私たちが住宅や車などを購入するとき、資金の一部として銀行からお金を借りることがありますよね。
しかし、銀行にも「貸せるお金」の限界があります。もし限界に達したなら、その銀行はお金が貸せなくなってしまい、いわゆる「貸し渋り」が始まるのです。

これは私たちにとっては困ったことです。車などは我慢できるでしょうが、「会社の運転資金」などは我慢できるものではありません。期日までに決済しないと倒産することもありますので、銀行の貸し渋りは特に中小企業の皆さんにとっては「死活問題」なのです。

そこで、「貸せるお金」が底をついた場合、銀行は別の銀行からお金を借りることになります。
これを「銀行間取引」と呼んでおり、銀行間での「助け合い」と言ってもよいでしょう。

このような銀行間取引は、銀行同士で行われるよりも、日本銀行に口座を作って、そこを通して取引される場合がほとんどです。つまり、各銀行は日銀に口座を開設しており、その口座を通して様々な金融機関との取引を行っているんですね。
この、各銀行が日銀に開設している口座に預けてある「残高の総額」を、専門用語で「日銀当座預金残」と呼んでいるんですよ。

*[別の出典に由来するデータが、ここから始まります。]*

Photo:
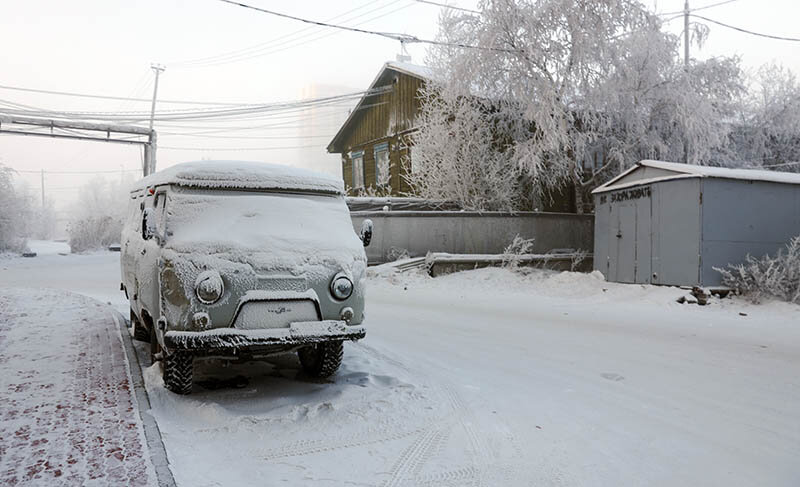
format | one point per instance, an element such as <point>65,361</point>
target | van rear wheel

さて、日銀当座預金残が増えると、銀行間での取引が活発になるため、「貸し渋り」が起こりにくい状況になります。つまり、私たちにとってもメリットが大きいんですね。特に中小企業の皆さんなどは、日銀当座預金残が増えると資金調達がしやすくなるため、会社経営もだいぶ楽になることでしょう。

日銀も、当座預金残を徐々に増やす傾向にあり、より市場にお金が活発に流通するように努力しているんですね。